Anyway, I want to make it so that you can have the track mounted on an A-frame with rollers, so that when it isn't being used, tou can tilt it on its side and roll it against the wall, out of the way. 
Another thought is to build it in sections, with legs and unhook the sections and store it when not in use.
The question is, has anyone done this? Are there pictures?
On the section type of table, I would be using Tomy sectional track. Which is best, cutting the pieces of track into and having them come together as the table is slid together, or just remove those pieces of track that go across the seams?
If this doesn't make sense, ask.
Thanks,
Jon


----------



## 4.3 ZOOK (Dec 22, 2008)

maybe something like a used pingpong table frame....


----------



## Scafremon (Dec 11, 2006)

Sliding table sections together and having track connect at same time could be difficult, and having a piece of track overhanging the edge of your table when stored will surely get broken.
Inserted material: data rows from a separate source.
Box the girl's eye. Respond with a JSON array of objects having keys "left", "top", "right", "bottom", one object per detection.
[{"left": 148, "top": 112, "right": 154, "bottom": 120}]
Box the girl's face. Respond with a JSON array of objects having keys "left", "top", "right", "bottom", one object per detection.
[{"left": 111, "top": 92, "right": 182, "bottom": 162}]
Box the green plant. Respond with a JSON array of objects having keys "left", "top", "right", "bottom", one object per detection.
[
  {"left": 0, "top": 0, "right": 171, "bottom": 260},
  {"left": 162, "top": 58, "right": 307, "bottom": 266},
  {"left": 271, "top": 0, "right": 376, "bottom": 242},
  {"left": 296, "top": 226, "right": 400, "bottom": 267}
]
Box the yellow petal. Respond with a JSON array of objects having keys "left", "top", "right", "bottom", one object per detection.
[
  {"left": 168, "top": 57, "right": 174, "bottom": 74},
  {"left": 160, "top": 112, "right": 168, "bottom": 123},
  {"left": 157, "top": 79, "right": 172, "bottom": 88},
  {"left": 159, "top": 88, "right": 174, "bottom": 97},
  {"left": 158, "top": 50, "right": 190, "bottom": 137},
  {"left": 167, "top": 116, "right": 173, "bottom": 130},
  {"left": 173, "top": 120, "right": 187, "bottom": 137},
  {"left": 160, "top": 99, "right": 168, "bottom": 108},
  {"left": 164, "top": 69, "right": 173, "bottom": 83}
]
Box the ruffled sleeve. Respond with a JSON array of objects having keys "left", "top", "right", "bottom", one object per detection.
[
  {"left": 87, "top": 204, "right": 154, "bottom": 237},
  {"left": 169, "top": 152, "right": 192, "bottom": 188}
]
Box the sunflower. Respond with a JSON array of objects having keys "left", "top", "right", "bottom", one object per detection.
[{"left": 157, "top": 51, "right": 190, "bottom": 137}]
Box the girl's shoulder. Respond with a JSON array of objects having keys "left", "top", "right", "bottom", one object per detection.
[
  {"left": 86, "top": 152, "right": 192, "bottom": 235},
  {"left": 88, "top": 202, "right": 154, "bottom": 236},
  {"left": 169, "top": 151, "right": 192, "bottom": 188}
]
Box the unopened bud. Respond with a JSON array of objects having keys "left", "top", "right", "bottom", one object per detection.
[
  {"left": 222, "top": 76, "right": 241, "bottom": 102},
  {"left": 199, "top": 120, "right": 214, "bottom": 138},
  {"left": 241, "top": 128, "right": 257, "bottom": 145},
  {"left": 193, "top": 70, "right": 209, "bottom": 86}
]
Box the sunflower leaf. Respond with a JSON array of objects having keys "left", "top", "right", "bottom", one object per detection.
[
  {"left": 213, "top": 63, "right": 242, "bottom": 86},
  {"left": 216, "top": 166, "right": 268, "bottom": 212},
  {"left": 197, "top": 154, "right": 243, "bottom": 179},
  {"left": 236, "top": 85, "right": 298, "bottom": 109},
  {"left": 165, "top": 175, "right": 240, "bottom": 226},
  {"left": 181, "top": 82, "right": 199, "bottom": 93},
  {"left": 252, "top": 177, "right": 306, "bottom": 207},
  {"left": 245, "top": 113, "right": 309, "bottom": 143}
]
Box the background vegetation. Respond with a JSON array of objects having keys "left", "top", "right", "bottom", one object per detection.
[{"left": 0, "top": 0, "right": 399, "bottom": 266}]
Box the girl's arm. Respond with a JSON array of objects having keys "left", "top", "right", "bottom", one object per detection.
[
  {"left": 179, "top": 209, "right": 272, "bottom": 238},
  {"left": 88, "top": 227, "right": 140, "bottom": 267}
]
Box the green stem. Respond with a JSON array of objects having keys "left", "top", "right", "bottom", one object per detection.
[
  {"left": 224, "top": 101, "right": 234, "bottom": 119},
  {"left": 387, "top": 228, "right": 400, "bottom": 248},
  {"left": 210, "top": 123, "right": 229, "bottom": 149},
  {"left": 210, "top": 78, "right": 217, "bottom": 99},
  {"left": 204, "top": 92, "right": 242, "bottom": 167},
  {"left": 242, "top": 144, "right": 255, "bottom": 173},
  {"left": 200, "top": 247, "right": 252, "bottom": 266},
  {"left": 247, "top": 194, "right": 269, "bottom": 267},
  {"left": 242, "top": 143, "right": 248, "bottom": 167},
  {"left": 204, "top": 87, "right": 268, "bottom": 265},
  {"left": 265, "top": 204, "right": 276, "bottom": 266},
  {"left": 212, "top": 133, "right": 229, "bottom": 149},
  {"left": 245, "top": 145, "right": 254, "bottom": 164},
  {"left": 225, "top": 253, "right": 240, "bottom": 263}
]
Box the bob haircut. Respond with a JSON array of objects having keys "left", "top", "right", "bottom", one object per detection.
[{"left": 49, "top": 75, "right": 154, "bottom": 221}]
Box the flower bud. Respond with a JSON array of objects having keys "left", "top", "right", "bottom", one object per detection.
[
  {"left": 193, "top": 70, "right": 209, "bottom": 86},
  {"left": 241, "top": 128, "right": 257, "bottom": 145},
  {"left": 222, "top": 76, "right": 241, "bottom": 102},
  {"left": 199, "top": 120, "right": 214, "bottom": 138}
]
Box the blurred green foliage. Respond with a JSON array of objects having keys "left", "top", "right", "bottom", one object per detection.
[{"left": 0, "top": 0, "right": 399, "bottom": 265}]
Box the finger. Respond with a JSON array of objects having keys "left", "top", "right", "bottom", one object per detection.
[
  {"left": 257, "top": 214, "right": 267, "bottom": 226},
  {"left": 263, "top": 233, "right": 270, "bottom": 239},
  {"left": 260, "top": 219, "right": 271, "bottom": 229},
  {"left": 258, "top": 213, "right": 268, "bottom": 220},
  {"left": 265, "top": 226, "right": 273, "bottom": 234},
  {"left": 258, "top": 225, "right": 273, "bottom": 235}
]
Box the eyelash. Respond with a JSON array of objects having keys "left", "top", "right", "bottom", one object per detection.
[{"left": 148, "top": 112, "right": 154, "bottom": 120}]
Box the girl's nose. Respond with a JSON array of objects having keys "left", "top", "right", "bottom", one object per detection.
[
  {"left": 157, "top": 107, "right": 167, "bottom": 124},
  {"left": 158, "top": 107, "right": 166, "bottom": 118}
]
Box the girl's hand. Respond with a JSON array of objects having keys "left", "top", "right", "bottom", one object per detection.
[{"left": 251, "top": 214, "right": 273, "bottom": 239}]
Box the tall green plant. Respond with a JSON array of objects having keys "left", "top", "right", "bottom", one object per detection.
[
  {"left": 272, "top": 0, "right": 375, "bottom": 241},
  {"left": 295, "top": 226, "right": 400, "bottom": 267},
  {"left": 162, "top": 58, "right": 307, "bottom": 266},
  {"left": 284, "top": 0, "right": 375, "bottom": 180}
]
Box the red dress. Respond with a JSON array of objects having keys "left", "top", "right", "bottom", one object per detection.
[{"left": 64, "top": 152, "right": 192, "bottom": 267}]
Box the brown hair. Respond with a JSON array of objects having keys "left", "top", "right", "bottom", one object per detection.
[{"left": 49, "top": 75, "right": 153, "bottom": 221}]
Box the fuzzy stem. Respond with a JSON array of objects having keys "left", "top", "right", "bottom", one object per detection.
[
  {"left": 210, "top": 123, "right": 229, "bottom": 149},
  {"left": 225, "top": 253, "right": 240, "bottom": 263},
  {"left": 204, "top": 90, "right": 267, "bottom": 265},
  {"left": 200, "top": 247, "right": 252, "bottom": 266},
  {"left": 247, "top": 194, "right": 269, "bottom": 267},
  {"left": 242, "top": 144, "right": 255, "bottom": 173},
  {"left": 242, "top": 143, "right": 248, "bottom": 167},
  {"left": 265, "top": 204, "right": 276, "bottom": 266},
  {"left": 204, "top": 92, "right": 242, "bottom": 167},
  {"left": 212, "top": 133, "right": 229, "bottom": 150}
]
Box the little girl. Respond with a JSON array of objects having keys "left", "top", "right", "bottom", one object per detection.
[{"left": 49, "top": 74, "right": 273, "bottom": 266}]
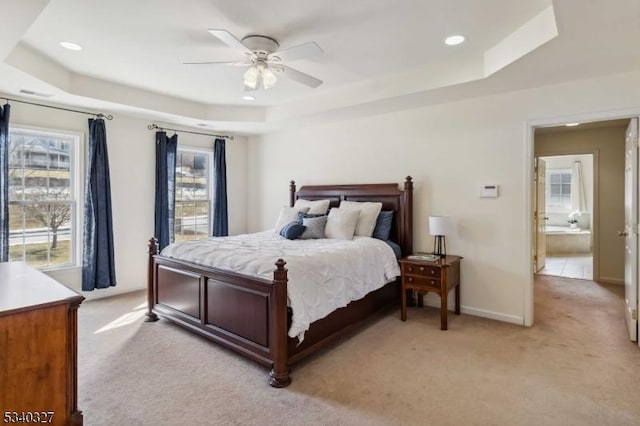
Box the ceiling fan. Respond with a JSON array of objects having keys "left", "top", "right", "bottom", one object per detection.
[{"left": 184, "top": 29, "right": 324, "bottom": 91}]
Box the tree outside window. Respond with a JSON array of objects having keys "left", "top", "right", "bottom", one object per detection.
[
  {"left": 174, "top": 148, "right": 212, "bottom": 242},
  {"left": 8, "top": 129, "right": 78, "bottom": 269}
]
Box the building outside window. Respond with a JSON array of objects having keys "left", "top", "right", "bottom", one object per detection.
[
  {"left": 8, "top": 127, "right": 81, "bottom": 269},
  {"left": 174, "top": 147, "right": 212, "bottom": 242}
]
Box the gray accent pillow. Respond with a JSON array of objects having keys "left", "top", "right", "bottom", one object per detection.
[
  {"left": 297, "top": 212, "right": 326, "bottom": 223},
  {"left": 300, "top": 216, "right": 328, "bottom": 239}
]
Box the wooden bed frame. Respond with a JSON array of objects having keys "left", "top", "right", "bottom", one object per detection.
[{"left": 145, "top": 177, "right": 413, "bottom": 387}]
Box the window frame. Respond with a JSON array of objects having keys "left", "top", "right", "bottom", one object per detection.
[
  {"left": 174, "top": 145, "right": 214, "bottom": 242},
  {"left": 545, "top": 168, "right": 572, "bottom": 214},
  {"left": 8, "top": 125, "right": 84, "bottom": 271}
]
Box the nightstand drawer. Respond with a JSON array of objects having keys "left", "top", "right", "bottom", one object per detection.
[
  {"left": 402, "top": 263, "right": 439, "bottom": 278},
  {"left": 404, "top": 275, "right": 440, "bottom": 290}
]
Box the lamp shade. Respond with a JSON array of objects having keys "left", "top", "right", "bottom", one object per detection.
[{"left": 429, "top": 216, "right": 452, "bottom": 236}]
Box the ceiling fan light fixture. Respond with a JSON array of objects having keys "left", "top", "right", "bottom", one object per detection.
[
  {"left": 195, "top": 30, "right": 324, "bottom": 90},
  {"left": 243, "top": 66, "right": 259, "bottom": 89},
  {"left": 262, "top": 67, "right": 278, "bottom": 90}
]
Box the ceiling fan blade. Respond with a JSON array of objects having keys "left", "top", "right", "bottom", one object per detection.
[
  {"left": 271, "top": 41, "right": 323, "bottom": 62},
  {"left": 183, "top": 60, "right": 251, "bottom": 66},
  {"left": 208, "top": 29, "right": 252, "bottom": 54},
  {"left": 278, "top": 65, "right": 323, "bottom": 88}
]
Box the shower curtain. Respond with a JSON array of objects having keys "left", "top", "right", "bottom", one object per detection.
[{"left": 571, "top": 160, "right": 586, "bottom": 213}]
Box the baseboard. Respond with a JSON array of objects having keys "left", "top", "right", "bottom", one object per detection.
[
  {"left": 597, "top": 276, "right": 624, "bottom": 285},
  {"left": 460, "top": 306, "right": 524, "bottom": 325},
  {"left": 421, "top": 299, "right": 524, "bottom": 325}
]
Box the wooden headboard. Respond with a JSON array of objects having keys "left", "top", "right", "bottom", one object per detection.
[{"left": 289, "top": 176, "right": 413, "bottom": 256}]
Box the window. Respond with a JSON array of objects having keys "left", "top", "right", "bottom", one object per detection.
[
  {"left": 8, "top": 127, "right": 81, "bottom": 269},
  {"left": 174, "top": 147, "right": 212, "bottom": 242},
  {"left": 546, "top": 169, "right": 572, "bottom": 212}
]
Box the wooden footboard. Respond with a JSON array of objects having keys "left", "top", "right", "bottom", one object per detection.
[{"left": 145, "top": 237, "right": 291, "bottom": 387}]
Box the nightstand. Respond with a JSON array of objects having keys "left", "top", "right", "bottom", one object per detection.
[{"left": 400, "top": 255, "right": 462, "bottom": 330}]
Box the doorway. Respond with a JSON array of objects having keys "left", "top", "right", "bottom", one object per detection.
[
  {"left": 524, "top": 117, "right": 640, "bottom": 344},
  {"left": 537, "top": 154, "right": 594, "bottom": 280},
  {"left": 533, "top": 119, "right": 630, "bottom": 285}
]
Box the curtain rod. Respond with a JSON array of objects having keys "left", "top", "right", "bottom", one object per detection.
[
  {"left": 2, "top": 96, "right": 113, "bottom": 120},
  {"left": 147, "top": 123, "right": 234, "bottom": 140}
]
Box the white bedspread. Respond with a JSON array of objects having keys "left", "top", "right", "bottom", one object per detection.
[{"left": 160, "top": 231, "right": 400, "bottom": 340}]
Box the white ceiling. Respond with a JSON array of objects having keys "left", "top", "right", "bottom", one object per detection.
[{"left": 1, "top": 0, "right": 639, "bottom": 134}]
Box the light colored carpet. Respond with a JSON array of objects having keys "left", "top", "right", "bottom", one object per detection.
[{"left": 78, "top": 275, "right": 640, "bottom": 425}]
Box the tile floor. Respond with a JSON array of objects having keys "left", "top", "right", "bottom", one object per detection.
[{"left": 537, "top": 253, "right": 593, "bottom": 280}]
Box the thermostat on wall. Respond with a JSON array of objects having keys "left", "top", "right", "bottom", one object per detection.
[{"left": 480, "top": 184, "right": 499, "bottom": 198}]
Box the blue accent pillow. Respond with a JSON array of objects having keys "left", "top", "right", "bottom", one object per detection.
[
  {"left": 279, "top": 222, "right": 307, "bottom": 240},
  {"left": 373, "top": 211, "right": 394, "bottom": 240},
  {"left": 297, "top": 212, "right": 326, "bottom": 224}
]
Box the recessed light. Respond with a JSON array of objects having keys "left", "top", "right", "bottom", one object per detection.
[
  {"left": 242, "top": 95, "right": 256, "bottom": 101},
  {"left": 60, "top": 41, "right": 83, "bottom": 51},
  {"left": 444, "top": 35, "right": 465, "bottom": 46},
  {"left": 565, "top": 123, "right": 580, "bottom": 127}
]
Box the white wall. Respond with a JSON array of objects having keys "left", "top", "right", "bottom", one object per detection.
[
  {"left": 247, "top": 70, "right": 640, "bottom": 325},
  {"left": 6, "top": 100, "right": 247, "bottom": 300}
]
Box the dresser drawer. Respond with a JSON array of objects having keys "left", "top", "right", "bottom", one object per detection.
[
  {"left": 402, "top": 263, "right": 440, "bottom": 278},
  {"left": 404, "top": 275, "right": 440, "bottom": 290}
]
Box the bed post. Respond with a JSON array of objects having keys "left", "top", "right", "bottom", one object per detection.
[
  {"left": 145, "top": 237, "right": 159, "bottom": 322},
  {"left": 289, "top": 180, "right": 296, "bottom": 207},
  {"left": 269, "top": 259, "right": 291, "bottom": 388},
  {"left": 403, "top": 176, "right": 414, "bottom": 255}
]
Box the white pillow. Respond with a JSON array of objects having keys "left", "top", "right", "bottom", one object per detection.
[
  {"left": 294, "top": 199, "right": 331, "bottom": 215},
  {"left": 274, "top": 206, "right": 310, "bottom": 234},
  {"left": 325, "top": 208, "right": 360, "bottom": 240},
  {"left": 339, "top": 201, "right": 383, "bottom": 237}
]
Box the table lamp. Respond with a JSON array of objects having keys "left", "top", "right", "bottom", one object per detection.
[{"left": 429, "top": 216, "right": 452, "bottom": 258}]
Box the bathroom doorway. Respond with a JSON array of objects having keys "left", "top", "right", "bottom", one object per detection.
[
  {"left": 533, "top": 118, "right": 629, "bottom": 286},
  {"left": 537, "top": 154, "right": 594, "bottom": 280}
]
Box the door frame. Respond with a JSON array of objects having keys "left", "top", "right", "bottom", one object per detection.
[{"left": 524, "top": 108, "right": 639, "bottom": 326}]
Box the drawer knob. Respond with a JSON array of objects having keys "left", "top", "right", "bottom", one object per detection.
[
  {"left": 408, "top": 267, "right": 413, "bottom": 272},
  {"left": 408, "top": 277, "right": 413, "bottom": 282},
  {"left": 430, "top": 270, "right": 435, "bottom": 275},
  {"left": 430, "top": 280, "right": 436, "bottom": 286},
  {"left": 419, "top": 266, "right": 424, "bottom": 271}
]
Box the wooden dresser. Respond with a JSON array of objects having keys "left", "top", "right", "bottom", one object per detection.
[{"left": 0, "top": 262, "right": 84, "bottom": 426}]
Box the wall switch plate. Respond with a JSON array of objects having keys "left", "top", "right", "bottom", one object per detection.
[{"left": 480, "top": 184, "right": 499, "bottom": 198}]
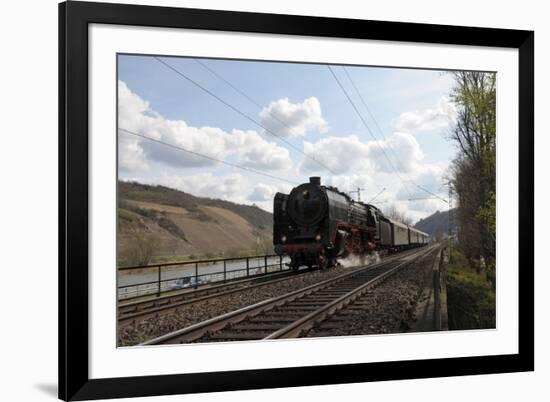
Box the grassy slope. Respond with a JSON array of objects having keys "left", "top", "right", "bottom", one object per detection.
[
  {"left": 446, "top": 250, "right": 496, "bottom": 330},
  {"left": 119, "top": 181, "right": 272, "bottom": 228}
]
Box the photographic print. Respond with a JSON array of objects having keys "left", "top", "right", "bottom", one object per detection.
[
  {"left": 60, "top": 2, "right": 533, "bottom": 399},
  {"left": 116, "top": 55, "right": 496, "bottom": 347}
]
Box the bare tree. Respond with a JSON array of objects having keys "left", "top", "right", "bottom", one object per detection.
[
  {"left": 119, "top": 226, "right": 160, "bottom": 266},
  {"left": 383, "top": 204, "right": 413, "bottom": 226},
  {"left": 253, "top": 227, "right": 274, "bottom": 255}
]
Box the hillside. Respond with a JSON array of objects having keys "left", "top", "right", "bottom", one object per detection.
[
  {"left": 118, "top": 181, "right": 273, "bottom": 266},
  {"left": 414, "top": 209, "right": 457, "bottom": 237}
]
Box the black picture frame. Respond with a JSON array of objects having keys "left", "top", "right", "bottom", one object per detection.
[{"left": 59, "top": 1, "right": 534, "bottom": 400}]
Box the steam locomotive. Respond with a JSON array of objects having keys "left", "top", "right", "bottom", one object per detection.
[{"left": 273, "top": 177, "right": 429, "bottom": 269}]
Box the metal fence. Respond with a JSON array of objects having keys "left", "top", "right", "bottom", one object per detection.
[{"left": 117, "top": 254, "right": 290, "bottom": 300}]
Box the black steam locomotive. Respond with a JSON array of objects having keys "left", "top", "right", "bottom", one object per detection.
[{"left": 273, "top": 177, "right": 429, "bottom": 269}]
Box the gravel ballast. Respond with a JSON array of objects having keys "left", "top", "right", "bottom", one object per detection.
[
  {"left": 119, "top": 265, "right": 358, "bottom": 346},
  {"left": 305, "top": 251, "right": 437, "bottom": 338}
]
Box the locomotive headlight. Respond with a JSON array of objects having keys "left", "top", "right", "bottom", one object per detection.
[
  {"left": 281, "top": 235, "right": 287, "bottom": 243},
  {"left": 315, "top": 234, "right": 321, "bottom": 241}
]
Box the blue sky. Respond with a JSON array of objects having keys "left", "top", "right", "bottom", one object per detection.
[{"left": 118, "top": 54, "right": 458, "bottom": 222}]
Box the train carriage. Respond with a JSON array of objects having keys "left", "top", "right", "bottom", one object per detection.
[
  {"left": 388, "top": 218, "right": 409, "bottom": 248},
  {"left": 408, "top": 227, "right": 419, "bottom": 245},
  {"left": 377, "top": 217, "right": 393, "bottom": 248}
]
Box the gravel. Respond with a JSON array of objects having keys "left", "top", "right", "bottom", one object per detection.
[
  {"left": 305, "top": 252, "right": 437, "bottom": 337},
  {"left": 119, "top": 265, "right": 359, "bottom": 346}
]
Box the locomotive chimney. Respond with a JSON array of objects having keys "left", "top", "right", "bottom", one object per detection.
[{"left": 309, "top": 176, "right": 321, "bottom": 185}]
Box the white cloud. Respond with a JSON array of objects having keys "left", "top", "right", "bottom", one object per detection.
[
  {"left": 295, "top": 129, "right": 449, "bottom": 222},
  {"left": 118, "top": 80, "right": 293, "bottom": 172},
  {"left": 300, "top": 136, "right": 371, "bottom": 174},
  {"left": 259, "top": 97, "right": 327, "bottom": 137},
  {"left": 248, "top": 183, "right": 275, "bottom": 202},
  {"left": 299, "top": 132, "right": 423, "bottom": 175},
  {"left": 393, "top": 96, "right": 456, "bottom": 133},
  {"left": 117, "top": 81, "right": 452, "bottom": 221},
  {"left": 225, "top": 129, "right": 291, "bottom": 171},
  {"left": 248, "top": 182, "right": 293, "bottom": 202},
  {"left": 370, "top": 132, "right": 424, "bottom": 174},
  {"left": 389, "top": 163, "right": 449, "bottom": 222},
  {"left": 119, "top": 135, "right": 149, "bottom": 172}
]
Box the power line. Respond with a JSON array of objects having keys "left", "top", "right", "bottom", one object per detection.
[
  {"left": 327, "top": 65, "right": 414, "bottom": 199},
  {"left": 154, "top": 57, "right": 336, "bottom": 175},
  {"left": 415, "top": 185, "right": 449, "bottom": 204},
  {"left": 368, "top": 187, "right": 386, "bottom": 204},
  {"left": 195, "top": 59, "right": 265, "bottom": 110},
  {"left": 195, "top": 59, "right": 330, "bottom": 172},
  {"left": 340, "top": 66, "right": 449, "bottom": 204},
  {"left": 408, "top": 197, "right": 444, "bottom": 201},
  {"left": 119, "top": 127, "right": 300, "bottom": 185},
  {"left": 374, "top": 198, "right": 447, "bottom": 204},
  {"left": 342, "top": 67, "right": 417, "bottom": 197}
]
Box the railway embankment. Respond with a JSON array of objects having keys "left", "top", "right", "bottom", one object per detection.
[
  {"left": 410, "top": 246, "right": 448, "bottom": 332},
  {"left": 445, "top": 250, "right": 496, "bottom": 330},
  {"left": 119, "top": 264, "right": 355, "bottom": 346},
  {"left": 306, "top": 246, "right": 440, "bottom": 337}
]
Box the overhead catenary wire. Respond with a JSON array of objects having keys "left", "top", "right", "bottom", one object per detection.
[
  {"left": 408, "top": 197, "right": 444, "bottom": 201},
  {"left": 326, "top": 65, "right": 415, "bottom": 199},
  {"left": 195, "top": 60, "right": 395, "bottom": 203},
  {"left": 195, "top": 59, "right": 332, "bottom": 172},
  {"left": 368, "top": 187, "right": 386, "bottom": 204},
  {"left": 342, "top": 67, "right": 417, "bottom": 198},
  {"left": 415, "top": 185, "right": 449, "bottom": 204},
  {"left": 341, "top": 66, "right": 450, "bottom": 204},
  {"left": 154, "top": 57, "right": 337, "bottom": 175},
  {"left": 344, "top": 67, "right": 457, "bottom": 204},
  {"left": 194, "top": 59, "right": 265, "bottom": 109},
  {"left": 119, "top": 127, "right": 300, "bottom": 186}
]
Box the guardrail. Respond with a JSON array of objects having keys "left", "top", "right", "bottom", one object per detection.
[{"left": 117, "top": 254, "right": 290, "bottom": 300}]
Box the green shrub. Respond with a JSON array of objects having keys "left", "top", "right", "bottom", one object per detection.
[{"left": 446, "top": 250, "right": 496, "bottom": 330}]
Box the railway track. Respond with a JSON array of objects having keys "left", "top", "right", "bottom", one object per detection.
[
  {"left": 118, "top": 266, "right": 319, "bottom": 326},
  {"left": 141, "top": 245, "right": 438, "bottom": 345},
  {"left": 119, "top": 247, "right": 424, "bottom": 327}
]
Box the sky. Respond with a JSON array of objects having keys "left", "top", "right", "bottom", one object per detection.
[{"left": 118, "top": 54, "right": 459, "bottom": 223}]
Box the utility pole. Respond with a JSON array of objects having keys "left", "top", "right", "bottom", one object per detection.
[
  {"left": 442, "top": 180, "right": 453, "bottom": 261},
  {"left": 348, "top": 187, "right": 365, "bottom": 202}
]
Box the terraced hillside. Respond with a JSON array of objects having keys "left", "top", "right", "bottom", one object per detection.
[{"left": 118, "top": 181, "right": 273, "bottom": 267}]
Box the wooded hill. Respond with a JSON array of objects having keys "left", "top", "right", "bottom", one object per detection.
[{"left": 414, "top": 209, "right": 457, "bottom": 238}]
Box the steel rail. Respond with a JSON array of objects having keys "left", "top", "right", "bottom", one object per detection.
[
  {"left": 119, "top": 267, "right": 304, "bottom": 312},
  {"left": 140, "top": 245, "right": 433, "bottom": 345},
  {"left": 266, "top": 245, "right": 439, "bottom": 339},
  {"left": 120, "top": 247, "right": 425, "bottom": 326},
  {"left": 118, "top": 267, "right": 318, "bottom": 326},
  {"left": 140, "top": 262, "right": 374, "bottom": 345}
]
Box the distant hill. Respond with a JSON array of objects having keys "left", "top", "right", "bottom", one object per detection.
[
  {"left": 414, "top": 209, "right": 457, "bottom": 237},
  {"left": 118, "top": 181, "right": 273, "bottom": 266}
]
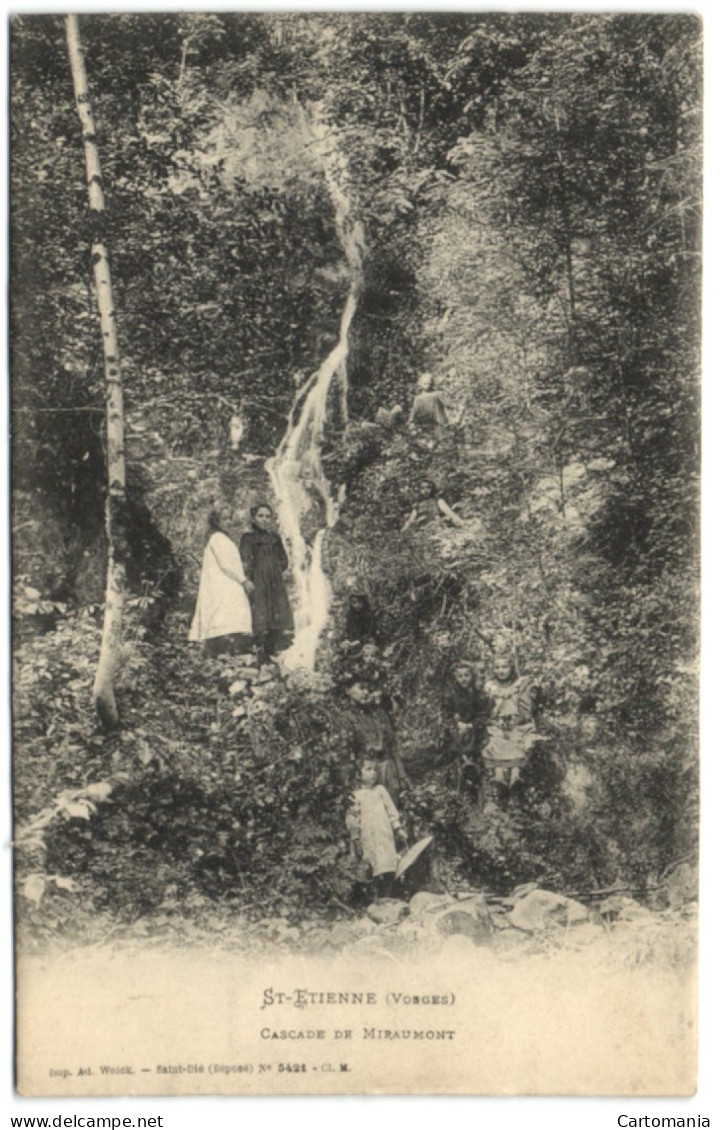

Removing the pieces at the seams is possibly your best method. You can even modify these pieces that span the seam to make them semi-drop-in.


----------



## gonegonzo (Jan 18, 2006)

Slide the table together elaving the track pieces out.

Cut all locking devices off of track.

When tables are secured and bolted together, lay the track pieces or drop them into place.

Solder power taps to drop in track pieces and plug them in.

Screw drop in track pieces into place.

Reverse for dismantling.

Gone Gonzo


----------



## roadrner (Jul 21, 1999)

Well, whichever way you decide to bring this track together, just remember to post pix of your build. If you don't know, we're a visual bunch here.  

Good luck and have fun! :thumbsup::thumbsup: rr


----------



## RUSSELL ZACHRY (Aug 4, 1999)

I bought a folding banquet table from Sams several years ago so I would have a portable table.
Russell


----------